Grèce : l’irremplaçable solidarité populaire
Reza et Katerina, bénévoles de Solidarité populaire de Grèce, distribuent des colis alimentaires aux familles réfugiées du camp de Malakasa. ©Alex Gasteratos / SPF

Le lendemain après-midi. Les bénévoles de SPG se dirigent vers le camp de Malakasa, à trente minutes de route au nord d’Athènes. La camionnette de Xénophon, alourdie par une nouvelle centaine de sacs, précède la voiture d’Haïk où siège Katerina. Sur le parking de terre les attend Reza, jeune Afghan de 21 ans, bénévole très actif de SPG et résidant du camp. C’est lui qui fait le lien avec ces familles réfugiées d’Afghanistan, du Pakistan, d’Iran ou encore d’Irak, pour les distributions mais aussi les sorties au théâtre et à la mer. Il est accompagné de sa mère et son frère, ainsi que de son ami Samim. Tandis que tous quatre, ainsi qu’Haïk, Xénophon et Katerina revêtent leurs chasubles, les familles commencent à sortir du camp par petits groupes. Comme hier, un grand calme règne, la sérénité est d’aloi. Dans ce monde à part, à l’écart du cours ordinaire de la vie, les habitudes se recréent néanmoins : des enfants tapent dans un ballon, des femmes discutent à l’ombre d’un arbre en berçant leur bébé, de jeunes hommes rient entre eux. Les mêmes invitations passent de main en main, les mêmes sacs délestent la camionnette pour retrouver l’abri des cabas – c’est le travail discret, opiniâtre et irremplaçable de la solidarité.
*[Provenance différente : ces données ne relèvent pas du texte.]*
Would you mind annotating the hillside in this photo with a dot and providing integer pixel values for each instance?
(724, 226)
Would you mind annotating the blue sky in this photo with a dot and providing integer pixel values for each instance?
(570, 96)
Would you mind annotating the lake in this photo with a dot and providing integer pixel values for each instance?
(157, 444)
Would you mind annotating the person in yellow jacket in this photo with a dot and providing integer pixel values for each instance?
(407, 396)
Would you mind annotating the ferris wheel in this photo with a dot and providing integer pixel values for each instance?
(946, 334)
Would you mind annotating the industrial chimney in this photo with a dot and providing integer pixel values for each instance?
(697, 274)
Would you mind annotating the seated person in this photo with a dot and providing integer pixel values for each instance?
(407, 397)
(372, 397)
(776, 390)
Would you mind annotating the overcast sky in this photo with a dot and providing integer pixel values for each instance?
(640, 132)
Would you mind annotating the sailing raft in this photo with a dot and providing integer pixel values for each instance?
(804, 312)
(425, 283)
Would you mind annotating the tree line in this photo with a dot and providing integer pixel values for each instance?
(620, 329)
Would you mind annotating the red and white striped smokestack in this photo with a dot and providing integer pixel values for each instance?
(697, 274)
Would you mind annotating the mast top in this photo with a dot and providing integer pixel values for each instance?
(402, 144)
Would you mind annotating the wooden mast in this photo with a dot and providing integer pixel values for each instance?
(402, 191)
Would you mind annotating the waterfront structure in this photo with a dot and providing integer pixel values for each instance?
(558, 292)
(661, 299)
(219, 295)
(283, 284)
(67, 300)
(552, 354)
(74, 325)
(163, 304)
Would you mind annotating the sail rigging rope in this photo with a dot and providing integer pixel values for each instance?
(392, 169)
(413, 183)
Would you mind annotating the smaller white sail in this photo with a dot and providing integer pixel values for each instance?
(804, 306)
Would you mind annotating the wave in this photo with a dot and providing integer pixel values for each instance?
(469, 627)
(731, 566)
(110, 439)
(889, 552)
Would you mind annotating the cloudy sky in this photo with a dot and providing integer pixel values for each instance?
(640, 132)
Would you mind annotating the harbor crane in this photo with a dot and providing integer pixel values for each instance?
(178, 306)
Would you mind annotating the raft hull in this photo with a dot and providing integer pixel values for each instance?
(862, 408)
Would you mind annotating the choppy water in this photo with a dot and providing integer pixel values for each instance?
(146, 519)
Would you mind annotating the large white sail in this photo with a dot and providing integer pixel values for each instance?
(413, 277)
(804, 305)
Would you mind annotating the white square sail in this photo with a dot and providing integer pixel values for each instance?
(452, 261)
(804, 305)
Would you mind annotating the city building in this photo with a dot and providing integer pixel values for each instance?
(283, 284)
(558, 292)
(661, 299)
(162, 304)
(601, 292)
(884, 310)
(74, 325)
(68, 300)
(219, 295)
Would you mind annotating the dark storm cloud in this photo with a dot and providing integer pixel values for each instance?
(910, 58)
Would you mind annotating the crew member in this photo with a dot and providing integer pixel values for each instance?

« La tristesse m’envahit souvent, en raison des conditions de vie dans le camp qui sont très dures et de la pauvreté qui est la nôtre, confie Reza. Venir en aide aux autres, cela me redonne de la force. Voir le sourire sur le visage des enfants, je ne connais rien de meilleur pour me guérir de la dépression. » Reza, en effet, rit à présent. Dans le voyage incertain qui est le sien et celui de sa famille, il semble avoir trouvé le refuge d’une patrie – la solidarité. Au loin, Katerina s’est isolée. Entre deux voitures, elle pleure et sa silhouette, d’habitude si dynamique, s’affaisse. « J’aimerais tant pouvoir faire plus pour tous ces gens. Je me sens impuissante », avoue-t-elle. Mais elle se reprend vite – il y a tant de travail à faire ! Elle revient vers ses amis de Solidarité populaire de Grèce et la mère de Reza lui serre le bras. C’est un geste furtif mais il semble gonfler Katerina d’énergie. Elle reprend sa place près de la camionnette et se saisit d’un sac. Elle a chassé la peine à présent et est toute à sa tâche. La solidarité se poursuit.


Grèce : l’irremplaçable solidarité populaire
Une partie des bénévoles de SPG (de gauche à droite et de haut en bas) : Haïk Apamian, Rena Delagramatica, Xénophon Koutsaftis, Katerina Stamopoulou, Reza Hosseini et Anastasia Kyriakopoulou.